After dropping Braithwaite off to what was left of the Safe, Mr. Epitome and Yo ran back to Parody Island. Dominic decided to remove off the salt spray that saturated his body as result of their travels, so he headed down to the Legion’s gym and took a quick shower. He was in the process of drying off when Yo strode in to the locker room wearing only a towel wrapped around his/her waist.

“Hey, guy, leave any of the hot water for Yo?” s/he said boisterously. The thought being was in his/her masculine form, which made the encounter only slightly less embarrassing for the Paragon of Power.

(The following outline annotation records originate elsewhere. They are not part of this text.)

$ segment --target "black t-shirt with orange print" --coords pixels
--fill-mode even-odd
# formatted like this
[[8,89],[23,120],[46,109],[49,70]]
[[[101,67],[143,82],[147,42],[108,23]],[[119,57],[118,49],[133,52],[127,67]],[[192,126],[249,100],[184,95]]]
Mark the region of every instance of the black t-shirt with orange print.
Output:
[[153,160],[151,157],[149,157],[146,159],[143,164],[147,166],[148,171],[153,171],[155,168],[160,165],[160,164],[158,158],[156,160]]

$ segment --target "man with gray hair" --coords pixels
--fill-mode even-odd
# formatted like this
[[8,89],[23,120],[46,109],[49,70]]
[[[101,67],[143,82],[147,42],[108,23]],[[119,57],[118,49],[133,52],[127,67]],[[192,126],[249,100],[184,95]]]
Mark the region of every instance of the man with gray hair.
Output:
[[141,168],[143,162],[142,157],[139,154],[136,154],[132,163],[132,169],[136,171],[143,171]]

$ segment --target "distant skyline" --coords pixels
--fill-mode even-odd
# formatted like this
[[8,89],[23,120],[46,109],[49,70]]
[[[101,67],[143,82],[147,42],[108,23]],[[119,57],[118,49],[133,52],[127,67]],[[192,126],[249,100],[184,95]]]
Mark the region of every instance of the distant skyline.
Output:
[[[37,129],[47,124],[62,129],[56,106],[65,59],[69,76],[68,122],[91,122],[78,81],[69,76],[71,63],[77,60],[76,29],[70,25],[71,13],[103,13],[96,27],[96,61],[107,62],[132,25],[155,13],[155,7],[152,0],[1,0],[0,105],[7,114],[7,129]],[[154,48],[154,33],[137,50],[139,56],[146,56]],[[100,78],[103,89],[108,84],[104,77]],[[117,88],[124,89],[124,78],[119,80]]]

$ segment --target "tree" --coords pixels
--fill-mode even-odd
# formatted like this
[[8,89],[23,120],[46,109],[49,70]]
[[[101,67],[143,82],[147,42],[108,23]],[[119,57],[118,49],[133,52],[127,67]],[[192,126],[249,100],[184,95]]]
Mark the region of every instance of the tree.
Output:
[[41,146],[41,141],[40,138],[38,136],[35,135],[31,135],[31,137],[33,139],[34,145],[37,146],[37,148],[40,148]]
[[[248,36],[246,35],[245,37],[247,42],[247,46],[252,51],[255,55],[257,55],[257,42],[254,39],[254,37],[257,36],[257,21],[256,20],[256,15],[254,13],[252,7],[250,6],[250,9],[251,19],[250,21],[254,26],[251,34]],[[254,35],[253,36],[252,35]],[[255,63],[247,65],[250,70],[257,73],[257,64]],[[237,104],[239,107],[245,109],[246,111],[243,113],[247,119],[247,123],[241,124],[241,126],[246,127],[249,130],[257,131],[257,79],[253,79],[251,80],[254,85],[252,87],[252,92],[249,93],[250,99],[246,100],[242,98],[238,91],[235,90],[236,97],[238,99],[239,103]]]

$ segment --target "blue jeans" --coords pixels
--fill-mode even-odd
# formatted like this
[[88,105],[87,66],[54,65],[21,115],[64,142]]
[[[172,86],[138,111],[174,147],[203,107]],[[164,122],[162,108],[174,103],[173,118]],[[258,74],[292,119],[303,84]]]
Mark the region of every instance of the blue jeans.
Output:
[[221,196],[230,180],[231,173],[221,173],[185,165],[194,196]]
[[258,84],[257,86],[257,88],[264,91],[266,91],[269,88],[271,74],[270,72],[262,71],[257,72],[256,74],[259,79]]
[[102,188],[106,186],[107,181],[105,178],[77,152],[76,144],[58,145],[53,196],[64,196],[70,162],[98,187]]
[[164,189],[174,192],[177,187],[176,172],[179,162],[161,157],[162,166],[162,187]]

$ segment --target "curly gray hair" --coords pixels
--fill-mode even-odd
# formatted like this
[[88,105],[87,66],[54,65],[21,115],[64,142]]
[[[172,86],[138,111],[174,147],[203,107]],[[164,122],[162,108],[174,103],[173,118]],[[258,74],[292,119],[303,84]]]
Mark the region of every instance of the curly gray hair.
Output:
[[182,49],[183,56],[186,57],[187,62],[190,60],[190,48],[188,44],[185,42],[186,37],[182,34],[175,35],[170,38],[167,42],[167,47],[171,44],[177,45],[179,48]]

“I imagine there is, yes. Uh, well let me get going-”

“Not so to be leaving so soon. Mister Epitome and Yo need to be talking man to man about things.”

“What things?” Dominic’s eyes narrowed. Yo sounded off right now, and not in the standard Yo-being manner.

“Cute Sir Mumphrey had did inviting Mister Epitome to join Lair Legion to be helping make it better.”

“Right,” Epitome said expectantly.

“Cute Sir Mumphrey is smart. Cute Lisa is smart too. But Cute Mumphrey and Cute Lisa can’t be thinking like Mister Epitome is to be thinking.”

“I don’t understand, Yo.”

“Yes, Epitome does,” the swarthy Yo-man sounded grave, “Epitome does because Yo can be thinking like Mister Epitome can be thinking if Yo believes Yo can be thinking like Mister Epitome. And Yo is to be understanding perfectly.”

Dominic tried not to look concerned, “So what does this mean?”

“Is not fun for Yo to be thinking like Mister Epitome is thinking. Is too Byzantine.”

“The world is a dangerous place, Yo. Sometimes what has to be done to protect it gets complicated.”

“Yo knows. But Yo will not let Mister Epitome do anything uncute to Yo’s friends. Yo is to be clear as crystal on this point,” it was with this s/he walked past Dominic and into one of the shower stalls and turning on the water.

Epitome wanted to say more, but if the thought being was correct and s/he could mimic his thought processes it would be unnecessary. Yo would already be aware of any counter arguments he could make and based on his/her statements found them less than assuring. He quietly put on his street clothes and left.